On estime que le temps écoulé entre la blessure et le décès était d’environ cinq minutes. Un laps très bref, mais suffisant pour que la victime comprenne ce qui lui arrivait. Martin Aramburú a eu la force de dire qu’il sentait la mort approcher. Ses dernières paroles — « appelle la police. Je vais mourir », adressées à son ami Shaun Hegarty —, d’une lucidité glaçante, n’étaient pas seulement un cri de secours, mais aussi une preuve de conscience face au verdict inéluctable de son destin. Bien que les secours aient agi avec célérité — d’abord par un témoin formé aux gestes de premiers secours, puis par des équipes spécialisées —, il n’y avait rien à faire pour les sauver.

La légiste a aussi relevé que la victime présentait un taux d’alcool dans le sang très élevé, supérieur à 1,9 gramme par litre, un facteur qui aurait retardé la perception de la douleur au moment de l’attaque. Sur les six impacts, trois blessures se situaient dans le dos et les trois autres sur le devant, dont une au niveau d’une cuisse.

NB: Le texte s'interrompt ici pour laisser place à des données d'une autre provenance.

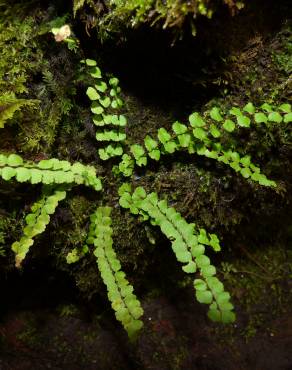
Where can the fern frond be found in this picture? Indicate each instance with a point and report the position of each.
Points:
(202, 137)
(188, 246)
(127, 307)
(9, 105)
(47, 171)
(105, 102)
(37, 221)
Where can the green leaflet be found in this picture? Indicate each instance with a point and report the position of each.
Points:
(200, 138)
(105, 103)
(48, 171)
(187, 244)
(36, 221)
(127, 307)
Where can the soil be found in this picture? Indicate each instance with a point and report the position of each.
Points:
(47, 329)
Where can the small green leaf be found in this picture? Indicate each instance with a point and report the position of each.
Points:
(7, 173)
(170, 147)
(190, 268)
(200, 133)
(14, 160)
(266, 107)
(208, 270)
(106, 102)
(214, 131)
(163, 135)
(286, 108)
(203, 261)
(114, 81)
(196, 120)
(101, 86)
(95, 72)
(184, 140)
(235, 112)
(155, 154)
(200, 285)
(214, 315)
(150, 143)
(215, 114)
(243, 121)
(245, 172)
(204, 296)
(275, 117)
(249, 108)
(92, 93)
(229, 125)
(96, 108)
(179, 128)
(288, 118)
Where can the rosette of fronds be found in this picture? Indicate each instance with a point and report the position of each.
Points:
(188, 244)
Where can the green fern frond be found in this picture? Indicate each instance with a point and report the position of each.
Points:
(188, 245)
(202, 136)
(47, 171)
(127, 307)
(105, 103)
(37, 221)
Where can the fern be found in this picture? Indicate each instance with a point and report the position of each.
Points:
(37, 221)
(188, 246)
(105, 100)
(201, 137)
(47, 171)
(120, 293)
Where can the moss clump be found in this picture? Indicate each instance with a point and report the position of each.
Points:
(114, 16)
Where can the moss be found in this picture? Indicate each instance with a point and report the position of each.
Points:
(112, 18)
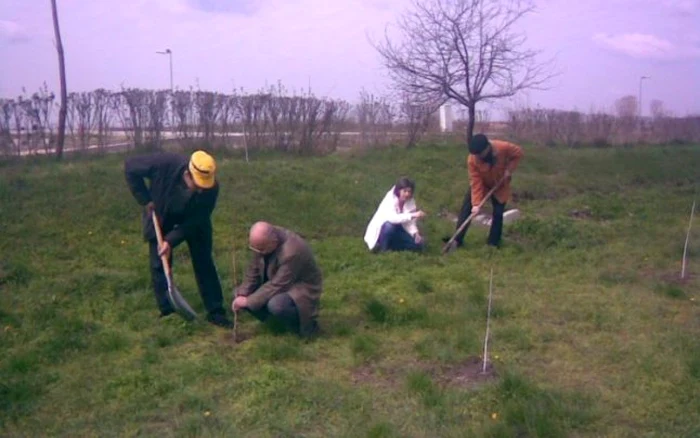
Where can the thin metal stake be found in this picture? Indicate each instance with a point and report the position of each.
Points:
(235, 283)
(687, 237)
(488, 321)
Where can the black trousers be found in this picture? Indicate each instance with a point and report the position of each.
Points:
(496, 223)
(200, 246)
(282, 308)
(393, 237)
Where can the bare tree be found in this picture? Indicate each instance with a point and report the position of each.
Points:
(465, 50)
(102, 114)
(416, 116)
(62, 72)
(657, 109)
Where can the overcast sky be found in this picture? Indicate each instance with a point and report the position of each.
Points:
(602, 47)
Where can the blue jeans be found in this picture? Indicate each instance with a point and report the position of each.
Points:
(393, 237)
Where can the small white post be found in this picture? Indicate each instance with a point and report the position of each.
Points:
(687, 237)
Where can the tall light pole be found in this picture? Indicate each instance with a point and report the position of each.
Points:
(640, 94)
(170, 55)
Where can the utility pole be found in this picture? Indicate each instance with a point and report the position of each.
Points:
(170, 55)
(640, 95)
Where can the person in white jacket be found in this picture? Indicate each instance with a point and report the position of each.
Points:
(394, 225)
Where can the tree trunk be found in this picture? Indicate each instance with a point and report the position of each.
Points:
(471, 108)
(62, 71)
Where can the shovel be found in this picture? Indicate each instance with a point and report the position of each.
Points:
(176, 299)
(447, 246)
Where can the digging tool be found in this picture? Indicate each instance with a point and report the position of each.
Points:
(176, 299)
(471, 216)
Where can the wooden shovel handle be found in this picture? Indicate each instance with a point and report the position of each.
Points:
(471, 216)
(159, 237)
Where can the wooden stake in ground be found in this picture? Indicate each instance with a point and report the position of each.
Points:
(687, 238)
(488, 321)
(235, 283)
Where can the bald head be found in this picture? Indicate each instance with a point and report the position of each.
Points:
(263, 238)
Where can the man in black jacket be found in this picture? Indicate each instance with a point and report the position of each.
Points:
(183, 194)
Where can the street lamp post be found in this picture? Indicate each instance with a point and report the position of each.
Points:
(640, 94)
(170, 55)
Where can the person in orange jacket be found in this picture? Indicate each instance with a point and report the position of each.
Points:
(489, 161)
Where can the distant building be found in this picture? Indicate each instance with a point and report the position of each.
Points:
(446, 118)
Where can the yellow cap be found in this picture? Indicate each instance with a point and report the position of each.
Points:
(202, 167)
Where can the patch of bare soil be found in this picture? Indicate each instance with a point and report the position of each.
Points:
(672, 278)
(467, 374)
(583, 213)
(370, 374)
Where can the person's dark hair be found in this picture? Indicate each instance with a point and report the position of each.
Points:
(478, 144)
(403, 183)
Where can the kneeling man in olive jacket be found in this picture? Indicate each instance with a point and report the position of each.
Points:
(282, 279)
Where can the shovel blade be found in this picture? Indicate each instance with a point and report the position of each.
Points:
(180, 304)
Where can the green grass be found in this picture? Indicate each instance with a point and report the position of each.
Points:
(592, 332)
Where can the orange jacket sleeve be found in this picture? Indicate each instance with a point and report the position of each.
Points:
(475, 181)
(514, 154)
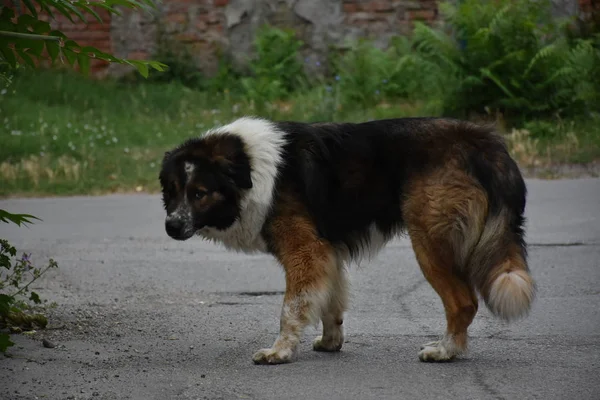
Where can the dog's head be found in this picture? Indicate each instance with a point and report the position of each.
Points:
(203, 182)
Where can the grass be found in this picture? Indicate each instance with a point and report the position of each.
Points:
(66, 135)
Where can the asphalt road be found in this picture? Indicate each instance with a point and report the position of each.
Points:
(140, 316)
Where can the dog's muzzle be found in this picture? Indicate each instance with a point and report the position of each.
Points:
(177, 229)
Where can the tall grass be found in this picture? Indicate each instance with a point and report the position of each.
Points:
(508, 60)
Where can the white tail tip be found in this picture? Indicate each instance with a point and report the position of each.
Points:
(511, 295)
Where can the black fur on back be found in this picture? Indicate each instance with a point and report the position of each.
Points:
(353, 176)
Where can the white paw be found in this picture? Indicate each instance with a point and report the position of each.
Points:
(332, 343)
(437, 351)
(273, 356)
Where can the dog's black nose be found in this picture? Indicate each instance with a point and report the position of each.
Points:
(174, 227)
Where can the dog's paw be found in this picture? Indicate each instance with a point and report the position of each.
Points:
(328, 344)
(437, 351)
(273, 356)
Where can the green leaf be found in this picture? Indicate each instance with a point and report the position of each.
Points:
(67, 4)
(84, 63)
(5, 302)
(25, 56)
(91, 11)
(33, 296)
(30, 7)
(17, 219)
(7, 14)
(9, 56)
(41, 27)
(141, 67)
(5, 342)
(70, 55)
(53, 49)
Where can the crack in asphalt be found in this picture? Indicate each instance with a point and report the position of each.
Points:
(565, 244)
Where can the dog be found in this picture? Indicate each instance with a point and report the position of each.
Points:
(318, 196)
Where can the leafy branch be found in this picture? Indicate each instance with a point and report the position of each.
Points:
(16, 277)
(29, 39)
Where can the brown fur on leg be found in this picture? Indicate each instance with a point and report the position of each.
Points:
(445, 214)
(459, 300)
(332, 316)
(310, 269)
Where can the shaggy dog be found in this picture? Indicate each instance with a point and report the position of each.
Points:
(317, 196)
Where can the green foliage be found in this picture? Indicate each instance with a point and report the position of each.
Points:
(506, 55)
(276, 70)
(16, 276)
(360, 73)
(510, 56)
(24, 40)
(182, 67)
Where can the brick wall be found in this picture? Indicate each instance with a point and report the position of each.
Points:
(94, 33)
(207, 27)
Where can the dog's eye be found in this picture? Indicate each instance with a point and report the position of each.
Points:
(200, 194)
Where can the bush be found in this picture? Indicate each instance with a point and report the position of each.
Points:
(276, 70)
(16, 276)
(506, 55)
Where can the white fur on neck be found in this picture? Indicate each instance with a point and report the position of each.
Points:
(263, 143)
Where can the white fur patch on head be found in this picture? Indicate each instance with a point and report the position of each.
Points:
(189, 170)
(263, 143)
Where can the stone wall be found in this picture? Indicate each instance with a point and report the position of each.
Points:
(207, 28)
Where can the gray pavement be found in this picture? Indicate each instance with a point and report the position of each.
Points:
(140, 316)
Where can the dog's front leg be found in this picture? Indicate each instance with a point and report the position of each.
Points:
(310, 266)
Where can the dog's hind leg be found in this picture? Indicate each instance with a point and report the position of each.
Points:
(444, 217)
(332, 316)
(458, 297)
(310, 265)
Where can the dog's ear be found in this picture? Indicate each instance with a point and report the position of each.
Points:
(230, 156)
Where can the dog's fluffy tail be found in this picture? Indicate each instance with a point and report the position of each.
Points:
(497, 265)
(498, 269)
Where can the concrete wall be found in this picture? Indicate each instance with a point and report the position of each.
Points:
(208, 28)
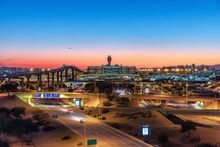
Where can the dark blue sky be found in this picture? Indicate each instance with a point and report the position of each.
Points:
(184, 27)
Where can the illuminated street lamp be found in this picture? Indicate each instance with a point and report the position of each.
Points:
(187, 85)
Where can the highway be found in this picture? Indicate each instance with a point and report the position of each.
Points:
(94, 129)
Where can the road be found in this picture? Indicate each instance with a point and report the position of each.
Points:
(94, 129)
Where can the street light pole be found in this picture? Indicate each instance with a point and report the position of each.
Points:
(187, 95)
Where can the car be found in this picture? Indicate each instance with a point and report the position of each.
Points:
(82, 121)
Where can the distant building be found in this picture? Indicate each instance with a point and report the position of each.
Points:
(111, 69)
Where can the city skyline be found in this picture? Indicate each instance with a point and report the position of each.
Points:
(83, 33)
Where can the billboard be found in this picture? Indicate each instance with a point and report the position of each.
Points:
(47, 95)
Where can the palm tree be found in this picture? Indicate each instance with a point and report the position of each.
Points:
(187, 126)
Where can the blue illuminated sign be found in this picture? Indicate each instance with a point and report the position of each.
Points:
(145, 130)
(38, 95)
(47, 95)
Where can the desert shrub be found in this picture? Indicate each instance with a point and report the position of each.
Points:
(105, 110)
(48, 128)
(107, 103)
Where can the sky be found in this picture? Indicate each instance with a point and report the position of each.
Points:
(142, 33)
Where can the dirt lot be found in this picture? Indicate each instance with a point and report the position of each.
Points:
(41, 139)
(130, 121)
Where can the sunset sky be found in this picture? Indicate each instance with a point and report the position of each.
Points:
(144, 33)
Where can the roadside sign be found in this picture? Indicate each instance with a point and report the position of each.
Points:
(145, 130)
(91, 142)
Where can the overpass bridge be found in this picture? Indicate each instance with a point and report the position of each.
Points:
(54, 77)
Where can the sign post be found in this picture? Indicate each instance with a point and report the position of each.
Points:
(91, 142)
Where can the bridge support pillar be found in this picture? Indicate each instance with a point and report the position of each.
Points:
(52, 79)
(48, 79)
(73, 74)
(58, 78)
(66, 74)
(39, 80)
(61, 79)
(28, 83)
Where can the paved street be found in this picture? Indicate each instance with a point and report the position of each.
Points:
(94, 129)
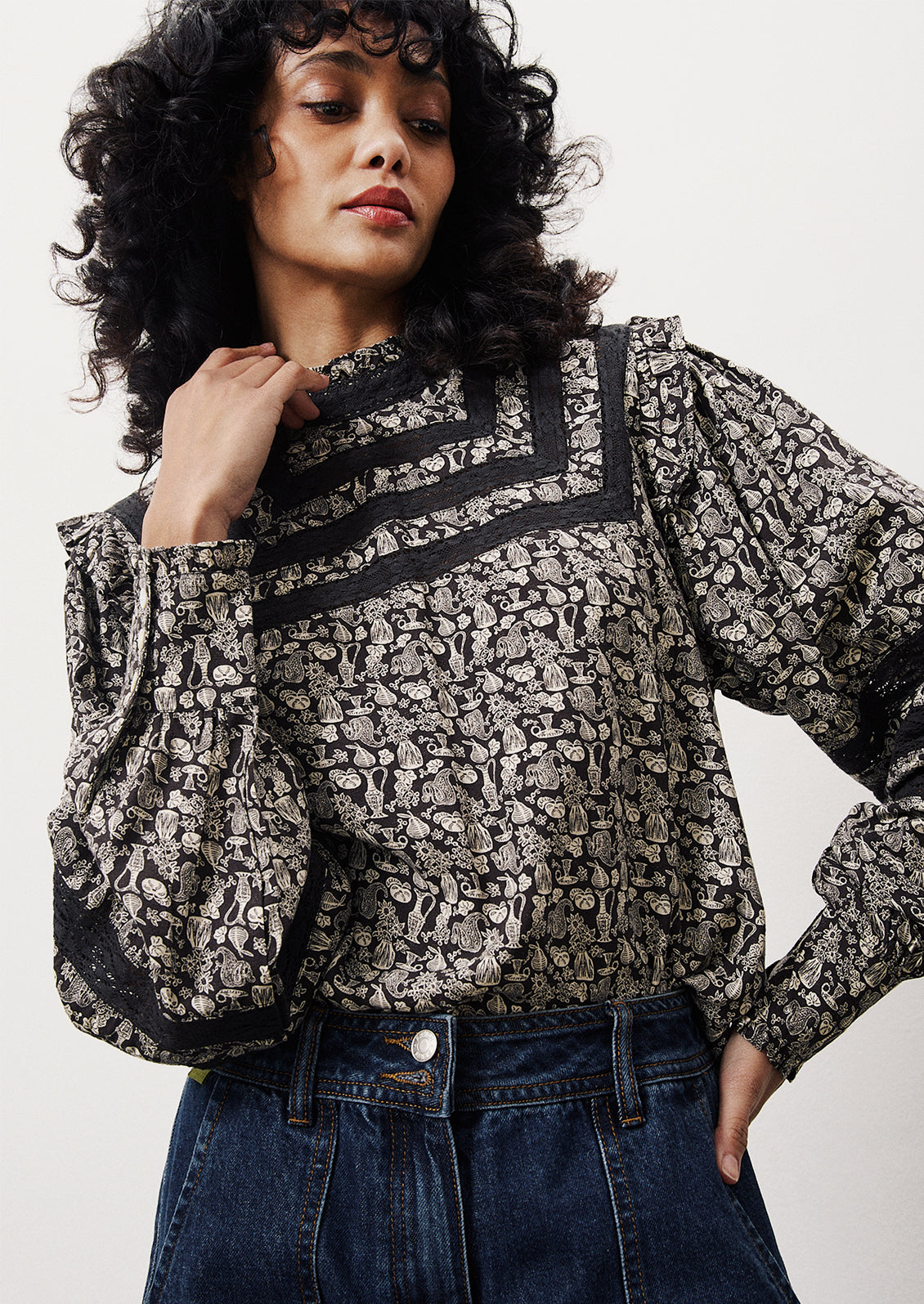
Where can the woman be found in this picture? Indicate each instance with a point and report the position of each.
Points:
(396, 734)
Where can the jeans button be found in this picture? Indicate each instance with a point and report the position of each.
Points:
(423, 1046)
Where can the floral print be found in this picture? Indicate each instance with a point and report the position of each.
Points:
(436, 730)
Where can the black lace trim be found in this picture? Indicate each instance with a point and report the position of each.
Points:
(407, 446)
(87, 940)
(549, 457)
(890, 683)
(370, 392)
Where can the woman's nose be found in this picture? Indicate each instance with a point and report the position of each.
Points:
(384, 148)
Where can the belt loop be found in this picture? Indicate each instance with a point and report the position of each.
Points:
(452, 1059)
(302, 1096)
(630, 1106)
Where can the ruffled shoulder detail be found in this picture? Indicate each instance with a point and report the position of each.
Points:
(96, 537)
(658, 398)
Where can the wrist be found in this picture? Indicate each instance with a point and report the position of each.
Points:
(177, 524)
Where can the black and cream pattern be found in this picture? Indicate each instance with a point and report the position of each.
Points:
(436, 730)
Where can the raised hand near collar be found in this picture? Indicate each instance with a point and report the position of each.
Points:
(217, 434)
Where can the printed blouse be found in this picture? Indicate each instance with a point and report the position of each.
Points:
(435, 730)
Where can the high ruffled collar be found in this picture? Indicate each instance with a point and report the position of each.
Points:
(363, 361)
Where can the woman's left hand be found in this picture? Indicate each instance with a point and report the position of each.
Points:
(747, 1078)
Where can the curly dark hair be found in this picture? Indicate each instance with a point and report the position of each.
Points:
(164, 267)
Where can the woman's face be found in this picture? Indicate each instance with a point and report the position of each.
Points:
(343, 123)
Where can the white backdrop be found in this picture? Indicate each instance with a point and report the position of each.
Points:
(765, 186)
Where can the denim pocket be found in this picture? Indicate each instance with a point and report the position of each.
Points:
(684, 1235)
(194, 1130)
(244, 1225)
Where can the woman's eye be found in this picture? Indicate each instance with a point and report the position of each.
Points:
(428, 127)
(330, 109)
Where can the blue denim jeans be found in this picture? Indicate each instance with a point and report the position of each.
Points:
(563, 1157)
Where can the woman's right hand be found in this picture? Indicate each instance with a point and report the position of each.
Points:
(218, 429)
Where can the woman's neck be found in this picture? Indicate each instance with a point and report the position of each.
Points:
(315, 324)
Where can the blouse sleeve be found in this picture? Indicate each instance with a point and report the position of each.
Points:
(182, 841)
(803, 567)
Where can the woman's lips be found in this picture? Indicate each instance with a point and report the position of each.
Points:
(387, 206)
(380, 215)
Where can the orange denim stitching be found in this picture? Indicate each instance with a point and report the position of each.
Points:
(304, 1207)
(410, 1085)
(505, 1087)
(391, 1200)
(326, 1167)
(628, 1196)
(612, 1179)
(459, 1214)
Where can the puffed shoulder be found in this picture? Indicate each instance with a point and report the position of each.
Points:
(101, 543)
(96, 536)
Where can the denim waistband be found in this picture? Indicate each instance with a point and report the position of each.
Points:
(482, 1062)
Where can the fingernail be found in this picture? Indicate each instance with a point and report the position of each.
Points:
(731, 1168)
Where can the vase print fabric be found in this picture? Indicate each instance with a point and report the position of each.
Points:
(436, 730)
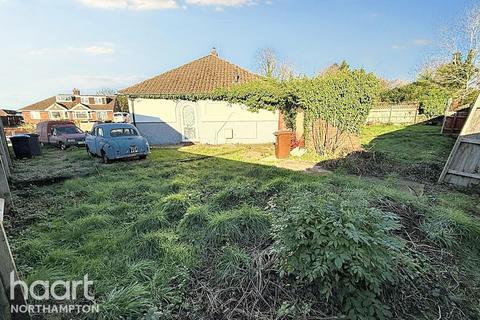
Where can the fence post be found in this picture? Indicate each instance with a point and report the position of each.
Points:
(4, 186)
(445, 114)
(4, 153)
(416, 115)
(390, 114)
(7, 267)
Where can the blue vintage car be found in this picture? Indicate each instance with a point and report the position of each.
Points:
(112, 141)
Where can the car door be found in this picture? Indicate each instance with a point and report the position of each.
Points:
(54, 136)
(90, 140)
(99, 141)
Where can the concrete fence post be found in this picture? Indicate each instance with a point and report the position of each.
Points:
(4, 186)
(4, 153)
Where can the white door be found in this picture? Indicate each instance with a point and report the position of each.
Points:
(189, 124)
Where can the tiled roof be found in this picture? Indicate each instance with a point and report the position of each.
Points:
(44, 104)
(8, 112)
(197, 77)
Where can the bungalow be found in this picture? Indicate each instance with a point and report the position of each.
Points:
(10, 118)
(164, 118)
(84, 108)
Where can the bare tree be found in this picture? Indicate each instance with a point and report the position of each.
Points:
(266, 61)
(107, 92)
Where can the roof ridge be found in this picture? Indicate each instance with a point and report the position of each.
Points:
(166, 72)
(178, 80)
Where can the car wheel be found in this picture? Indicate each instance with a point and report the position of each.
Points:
(88, 152)
(105, 158)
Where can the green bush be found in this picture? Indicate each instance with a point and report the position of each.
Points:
(150, 222)
(341, 245)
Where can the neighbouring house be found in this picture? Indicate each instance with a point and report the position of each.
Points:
(11, 118)
(163, 117)
(74, 106)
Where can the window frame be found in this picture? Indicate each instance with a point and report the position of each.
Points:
(35, 115)
(75, 112)
(103, 113)
(100, 100)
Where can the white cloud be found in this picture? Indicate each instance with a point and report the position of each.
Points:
(421, 42)
(94, 50)
(132, 4)
(93, 82)
(222, 3)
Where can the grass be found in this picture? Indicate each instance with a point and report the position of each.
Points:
(415, 153)
(187, 232)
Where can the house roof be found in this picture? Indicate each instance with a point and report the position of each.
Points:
(200, 76)
(8, 112)
(45, 104)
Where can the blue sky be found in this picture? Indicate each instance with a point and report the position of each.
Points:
(49, 47)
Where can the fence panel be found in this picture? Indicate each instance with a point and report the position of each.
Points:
(463, 164)
(394, 114)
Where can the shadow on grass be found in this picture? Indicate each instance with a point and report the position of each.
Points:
(417, 152)
(186, 233)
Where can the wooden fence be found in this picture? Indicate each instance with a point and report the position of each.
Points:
(395, 114)
(453, 121)
(7, 264)
(463, 164)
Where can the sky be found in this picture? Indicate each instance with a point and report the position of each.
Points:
(51, 47)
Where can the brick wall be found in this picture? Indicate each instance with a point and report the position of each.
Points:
(44, 116)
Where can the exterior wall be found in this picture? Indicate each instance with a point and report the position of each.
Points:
(28, 119)
(44, 116)
(217, 122)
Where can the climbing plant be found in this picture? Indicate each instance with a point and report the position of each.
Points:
(335, 103)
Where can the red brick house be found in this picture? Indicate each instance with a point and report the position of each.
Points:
(83, 108)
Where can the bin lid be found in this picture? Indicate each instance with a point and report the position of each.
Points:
(20, 136)
(281, 132)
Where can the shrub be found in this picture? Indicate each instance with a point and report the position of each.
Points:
(340, 244)
(245, 225)
(236, 194)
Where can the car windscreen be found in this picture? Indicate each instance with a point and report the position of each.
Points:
(122, 132)
(68, 130)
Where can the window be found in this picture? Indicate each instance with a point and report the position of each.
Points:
(64, 98)
(121, 132)
(35, 115)
(56, 115)
(100, 100)
(101, 115)
(80, 114)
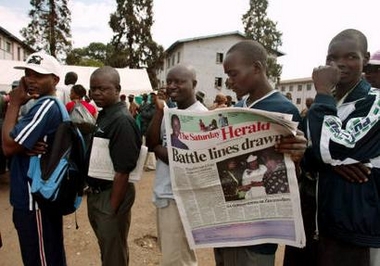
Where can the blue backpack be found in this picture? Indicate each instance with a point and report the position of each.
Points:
(57, 177)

L’une des blessures près d’une épaule pourrait, elle, provenir d’un tir effectué d’en haut.

Pourtant, tenter de reconstruire l’ordre exact des tirs s’est avéré inutile. Les enquêteurs ont classé les balles de A à D pour les tirs attribués à Loïk Le Priol, réalisés en l’espace de quatre secondes, et les balles E et F pour celles de Romain Bouvier. La victime s’est tournée durant l’agression, ce qui brouilla définitivement toute chronologie précise. Après des interrogations insistantes de la défense à ce sujet, la médecin légiste a fini par perdre patience face aux tentatives d’esquive de l’avocat, insinuant qu’il lui arrivait même de se perdre dans la formulation de sa question.

En ce qui concerne la balle E, qui a frappé le torse de Federico à 1,21 m du sol, l’experte fut, au contraire, catégorique : la trajectoire ne peut être compatible avec un tir dirigé vers le bas. L’autre projectile provenant de l’arme de Bouvier avait atteint une cuisse, à 0,71 m du sol. En s’appuyant sur les divers éléments du dossier, les photographies et les témoignages, la forense a estimé que les deux derniers tirs furent mortels et qu’ils furent effectués alors que Martín Aramburú tournait le dos à son agresseur.

L’expert balistique, interrogé tôt le matin, était arrivé à des conclusions convergentes. Les quatre projectiles du revolver ne présentaient aucune déformation susceptible d’indiquer un rebond au sol. Une question inédite posée pour la première fois lors du procès par un membre du jury portait précisément sur la possibilité que les deux tirs de Bouvier aient visé le sol. L’expert écartera sans équivoque cette hypothèse, affirmant que les deux projectiles retrouvés dans le corps avaient été tirés directement vers la victime.

De fait, il a aussi écarté l’idée des tirs accidentels. Réaliser quatre tirs en quatre secondes implique, selon lui, une maîtrise évidente de l’arme, très différente de l’état de stupeur qui résulterait d’un tir accidentel. Concernant l’éventualité d’un tir d’avertissement, avancée par la défense, il s’est montré prudent : la logique voudrait qu’un intervalle d’un à deux secondes sépare l’avertissement du tir suivant, mais aucun élément matériel ne permet de confirmer ni d’infirmer cette hypothèse.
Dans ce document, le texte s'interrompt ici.